14 Mayıs seçimlerinde Yeşil Sol Parti’nin Ankara 1. Bölge’den milletvekili adayı olan ancak seçilemeyen Emirali Türkmen, seçim sonuçlarına ilişkin değerlendirmelerde bulundu.
Praksis’e konuşan Türkmen, “İttifak bileşenlerinin de, belki TİP dışında, seçimi bir yenilgi olarak gördüğünü söyleyebilir miyiz? Sana nasıl görünüyor?” sorusuna şu yanıtı verdi:
“İçinden geçtiğimiz sürece bakınca ‘bu seçimde yenildik veya başarısız olduk’ demek yeterli değil. Partimiz bu yönde hedeflediği sonuçları elde edemedi. Biz müştereklerimizi genişletemedik. Doğal olarak otoriter rejim güçlenince Türkiye’de tek adam rejimi, bu seçimlerde iktidar bloğu karşısındaki muhalefetin farklı toplumsal kesimler arasındaki asgari ortaklaşma zemininin oluşmamasını, uzun süredir keşfettikleri yıkıcı siyaset söylemi üzerinden kendi iktidarını sürdürmede bir yöntem olarak kullanmakta. Karşıtlık yaratmak için özel politikalar yürüten sağ-popülist, tekçi, ırkçı, cinsiyetçi, otoriter iktidar süreçlerine karşı çoğulculuğu ortaklaştırarak yaygınlaştırmak önemliydi. Bunu hem emek özgürlük ittifakını oluşturan bileşenlere anlatmakta hem de genel sol ve demokratik kamuoyuna anlatma ve söz kurma konusunda yeterince mahir olamadık.

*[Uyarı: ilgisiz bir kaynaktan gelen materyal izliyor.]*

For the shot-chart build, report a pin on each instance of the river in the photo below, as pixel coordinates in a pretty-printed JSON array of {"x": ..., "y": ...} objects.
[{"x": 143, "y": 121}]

Siyaset insanların kendi geleceklerine sahip çıkma duygusu ve deneyimidir. Bu sürecin en büyük kötülüğü; halkın siyasetten tamamen soyutlandığı, siyasetin kriminal bir hale getirildiği, ‘aman örgütlenmeyelim, sokağa çıkmayalım’ şeklinde bir hak arama ve mücadele pratiğini dışta bırakan siyasal-toplumsal aklı güçlendirmesidir.

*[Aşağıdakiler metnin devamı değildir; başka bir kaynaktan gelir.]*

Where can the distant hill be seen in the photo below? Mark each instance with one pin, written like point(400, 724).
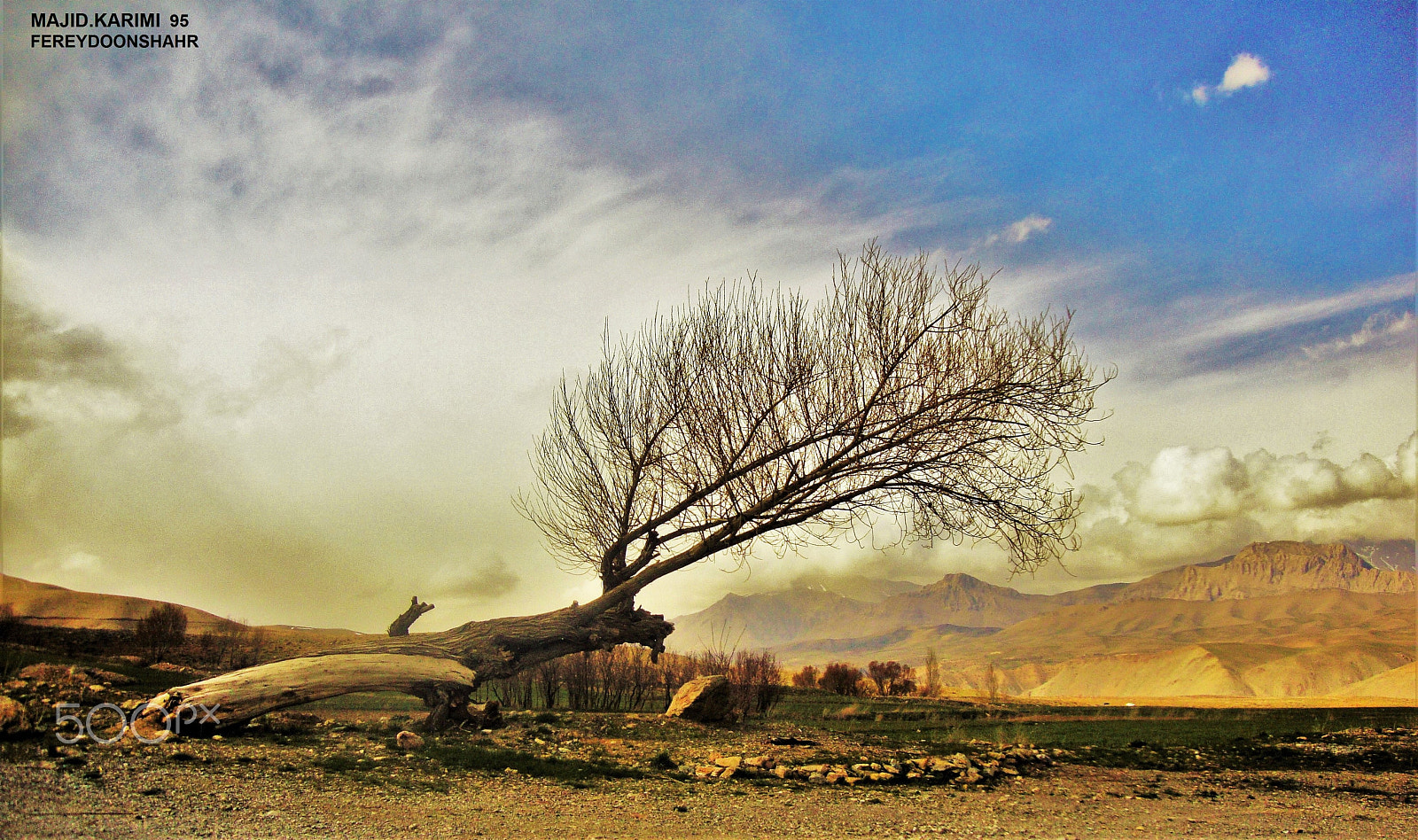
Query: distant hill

Umut bilinmeyen ve bilinmeyecek olanın kucaklanmasıdır. Bütün toplumsal ve siyasal muhalif kesimler Türkiye’nin bu siyasal krizden çıkması için, umudu büyütecek ve topluma güven verecek bir demokrasi, barış ve adalet mücadelesi, insanların kendilerini içinde hissedecekleri, var edebilecekleri bir demokrasi hamlesi bu otoriter, baskıcı rejimin önünü kesebilir.”